Finance · Corporate Governance
Beidahuang's $1.96 billion tax bill exceeds its annual profit: a corporate-governance and tax-policy lesson
China's largest agricultural listed company, Beidahuang, was ordered to pay 1.41 billion RMB in back taxes and late fees — exceeding its entire 2025 net profit. The case turns on a tax-policy interpretation dispute over whether land-contract income from non-employee farms qualifies for agricultural tax preferences.
- The tax authority determined that land-contract fees from non-employee family farms do not qualify for the agricultural income tax exemption, resulting in 1.024 billion RMB in back taxes and 386 million RMB in late-payment surcharges for 2021-2025.
- The 1.41 billion RMB total exceeds Beidahuang's 2025 net profit of 1.166 billion RMB, and the company warned that 2026 may swing to a loss after the charge.
- This is the second time Beidahuang has faced the same issue: in 2018 it paid 307 million RMB for the same tax-preference dispute, and in July 2024 it told investors "no back-tax issues currently exist."
On 22 June 2026, Beidahuang — China's largest listed agricultural company with 1.158 million mu of prime black-soil farmland in Heilongjiang — disclosed that tax authorities had ordered it to pay 1.41 billion RMB (approximately US$1.96 billion) in back taxes and late-payment surcharges.

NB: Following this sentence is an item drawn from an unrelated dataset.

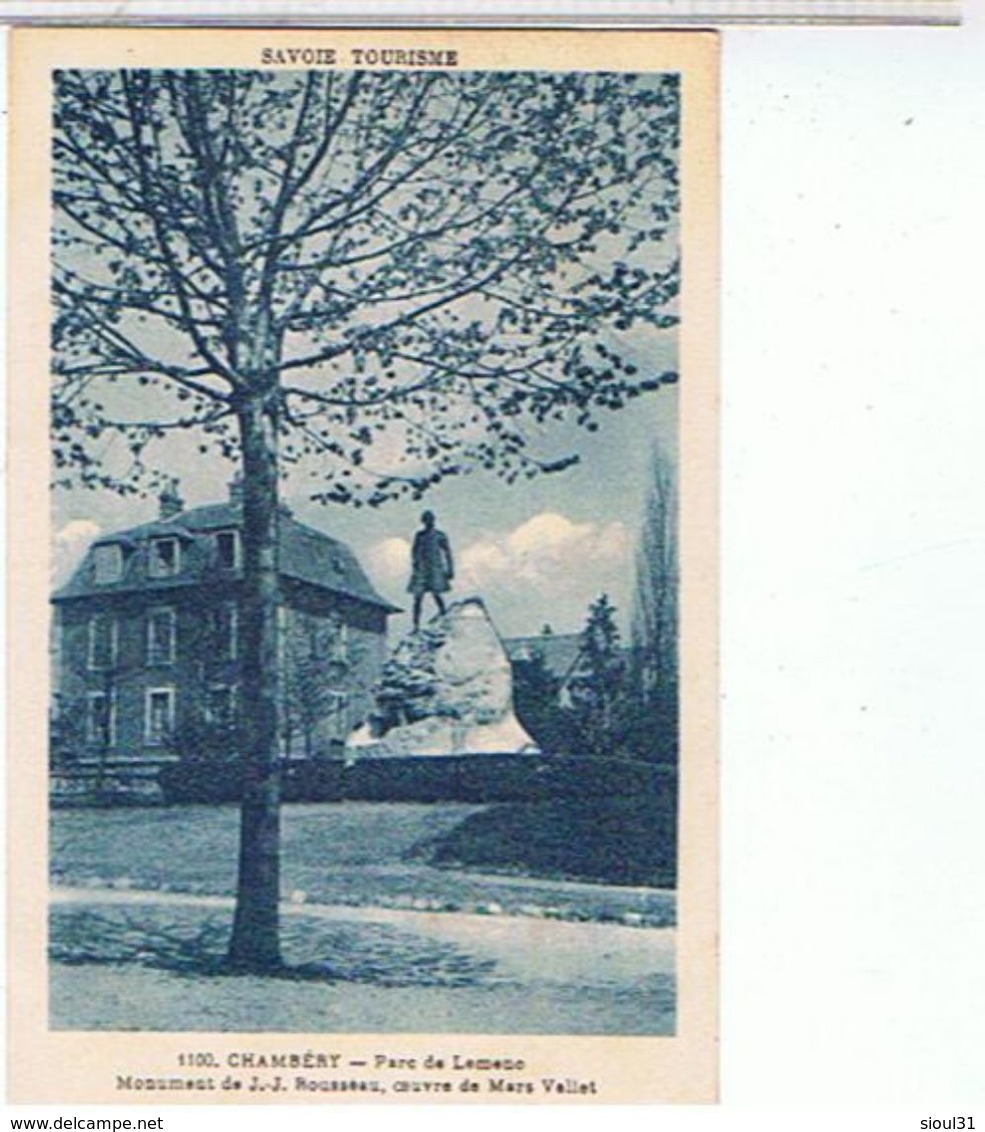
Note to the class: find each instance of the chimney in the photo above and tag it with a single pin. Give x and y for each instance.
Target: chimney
(171, 504)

The sum exceeds the company's entire 2025 net profit of 1.166 billion RMB.
The dispute centres on a single question: should land-contract fees collected from non-employee family farms qualify for the same agricultural income tax exemptions that apply to employee-operated farms? The tax authority's answer is no. The company's 16 agricultural subsidiaries had been treating all land-contract income as tax-exempt agricultural income. The reclassification covers five years (2021-2025) and adds 386 million RMB in late-payment interest on top of the 1.024 billion RMB principal.

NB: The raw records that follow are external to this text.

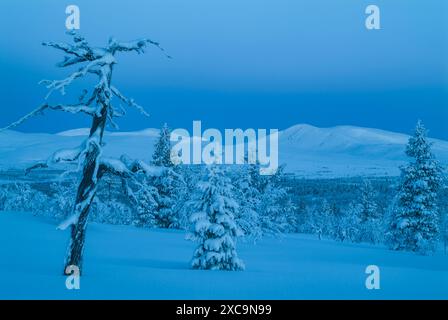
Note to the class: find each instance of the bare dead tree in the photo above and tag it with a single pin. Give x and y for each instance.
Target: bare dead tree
(97, 61)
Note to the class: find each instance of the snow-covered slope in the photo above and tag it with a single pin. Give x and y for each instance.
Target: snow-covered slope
(123, 262)
(306, 150)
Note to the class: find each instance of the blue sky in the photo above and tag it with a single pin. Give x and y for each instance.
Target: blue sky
(251, 63)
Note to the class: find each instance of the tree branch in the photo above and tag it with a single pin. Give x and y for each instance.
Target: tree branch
(128, 101)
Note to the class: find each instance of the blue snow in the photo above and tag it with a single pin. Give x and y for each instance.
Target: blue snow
(123, 262)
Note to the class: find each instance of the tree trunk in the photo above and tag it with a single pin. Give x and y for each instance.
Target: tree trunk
(86, 193)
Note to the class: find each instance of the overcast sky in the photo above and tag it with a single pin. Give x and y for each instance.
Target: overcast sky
(243, 63)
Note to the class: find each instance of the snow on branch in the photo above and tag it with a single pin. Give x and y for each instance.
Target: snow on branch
(60, 156)
(129, 101)
(33, 113)
(136, 45)
(140, 166)
(60, 85)
(76, 108)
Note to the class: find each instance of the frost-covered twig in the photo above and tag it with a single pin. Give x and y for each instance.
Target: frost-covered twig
(60, 85)
(33, 113)
(128, 101)
(136, 45)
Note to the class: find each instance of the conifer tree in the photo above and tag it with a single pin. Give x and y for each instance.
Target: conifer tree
(214, 225)
(414, 222)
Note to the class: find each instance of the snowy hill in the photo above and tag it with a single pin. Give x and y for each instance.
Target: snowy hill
(308, 151)
(123, 262)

The corporate-governance dimension is troubling. This is not the first time. In 2018, Beidahuang paid 307 million RMB for the exact same tax-preference interpretation issue. Despite that precedent, the company continued the same accounting treatment. Worse, in July 2024, the company told investors on an interactive platform that "no back-tax issues currently exist" — a statement that now appears plainly inaccurate.
The knowledge lesson operates on two levels. At the tax-policy level, the case illustrates how agricultural tax preferences — designed to support smallholder farmers — can become a grey zone when applied to large-scale corporate farming operations. The distinction between "employee" and "non-employee" farm households may seem technical, but it determines whether billions in revenue are taxable.
At the governance level, the case is a reminder that tax contingency disclosure is not a formality. When a company has a history of tax disputes on the same issue, investors and auditors should expect explicit reserves and risk-factor disclosure — not blanket assurances that no problems exist. The gap between "no back-tax issues" in July 2024 and a 1.41 billion RMB bill in June 2026 is a governance failure, not just a tax-policy surprise.